Tous lui jetèrent un bref coup d’œil, mais personne ne lui adressa la parole. Elle soutint sans ciller tous les regards parce qu’elle savait qu’elle n’avait aucune faute à se reprocher, elle n’avait pas besoin de se confesser, elle n’était qu’un instrument dans un jeu pervers qu’elle découvrait peu à peu – et qui lui déplaisait de plus en plus.

Elle s’enferma dans sa chambre et regarda par la fenêtre. La foule s’était déjà dispersée. C’était bizarre, d’habitude des groupes se formaient pour discuter sur cette place où un calvaire avait remplacé une potence. Pourquoi le village était-il désert alors que le temps s’était radouci, qu’un rayon de soleil perçait les nuages ? Justement, fidèles à leur habitude, ils auraient pu parler du temps. De la température. Des saisons. Mais ils s’étaient dépêchés de rentrer chez eux et Chantal ne savait pas pourquoi.

Pensive, elle resta un long moment à la fenêtre. Elle finit par se dire que, dans ce village, elle se sentait comme les autres, alors que, en fait, elle se jugeait différente, aventureuse, pleine de projets qui n’étaient jamais passés par la tête de ces péquenauds.

Quelle honte ! Et en même temps, quel soulagement ! Elle se trouvait à Bescos, non à cause d’une injustice du destin, mais parce qu’elle le méritait, parce que maintenant elle acceptait de se fondre dans la masse.

Elle avait déterré trois fois le lingot, mais elle avait été incapable de l’emporter. Elle avait commis le crime dans son âme, mais elle n’arrivait pas à le matérialiser dans le monde réel. Tout en sachant qu’elle ne devait pas le commettre de quelque façon que ce soit, car ce n’était pas une tentation, c’était un piège.

« Pourquoi un piège ? » pensa-t-elle. Quelque chose lui disait qu’elle avait vu dans le lingot la solution du problème que l’étranger avait posé. Mais elle avait beau tourner et retourner ce problème, elle ne parvenait pas à découvrir en quoi consistait cette solution.

Le démon fraîchement débarqué regarda de côté et vit que Mlle Prym, qui tout à l’heure menaçait de briller de plus en plus, maintenant était en train de vaciller, elle allait s’éteindre : dommage que son compagnon ne soit pas là pour voir sa victoire.
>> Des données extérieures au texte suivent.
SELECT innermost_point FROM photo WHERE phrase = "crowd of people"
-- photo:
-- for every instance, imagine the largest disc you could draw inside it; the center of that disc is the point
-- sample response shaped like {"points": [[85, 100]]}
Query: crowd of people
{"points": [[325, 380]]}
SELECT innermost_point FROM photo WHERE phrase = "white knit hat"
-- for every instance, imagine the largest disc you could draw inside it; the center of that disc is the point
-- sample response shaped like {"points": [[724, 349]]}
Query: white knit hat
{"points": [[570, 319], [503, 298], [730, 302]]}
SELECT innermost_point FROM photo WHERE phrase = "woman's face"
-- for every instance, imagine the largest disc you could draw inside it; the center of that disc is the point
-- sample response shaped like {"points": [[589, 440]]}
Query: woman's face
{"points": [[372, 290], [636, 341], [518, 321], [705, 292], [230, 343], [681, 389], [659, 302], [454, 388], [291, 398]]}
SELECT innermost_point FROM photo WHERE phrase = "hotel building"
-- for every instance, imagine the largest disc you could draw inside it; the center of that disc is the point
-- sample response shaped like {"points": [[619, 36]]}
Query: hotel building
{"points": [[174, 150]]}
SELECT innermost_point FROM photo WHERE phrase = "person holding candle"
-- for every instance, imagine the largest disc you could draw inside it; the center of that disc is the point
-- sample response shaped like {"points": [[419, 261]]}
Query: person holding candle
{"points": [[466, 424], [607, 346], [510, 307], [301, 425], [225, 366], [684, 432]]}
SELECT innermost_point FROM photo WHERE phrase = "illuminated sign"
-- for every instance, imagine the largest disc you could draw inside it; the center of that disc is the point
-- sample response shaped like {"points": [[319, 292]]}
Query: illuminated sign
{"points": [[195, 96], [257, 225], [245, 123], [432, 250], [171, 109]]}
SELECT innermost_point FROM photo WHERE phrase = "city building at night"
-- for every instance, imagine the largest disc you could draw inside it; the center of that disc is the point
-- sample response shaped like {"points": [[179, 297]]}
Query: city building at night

Ce qu’il ne savait pas, c’était que les anges eux aussi ont leur stratégie : à ce moment, la lumière de Mlle Prym s’était voilée juste pour ne pas susciter la réaction de son ennemi. Son ange ne lui demandait qu’une chose : qu’elle dorme un peu pour pouvoir converser avec son âme, sans l’interférence des peurs et des fautes dont les êtres humains adorent porter le faix tous les jours.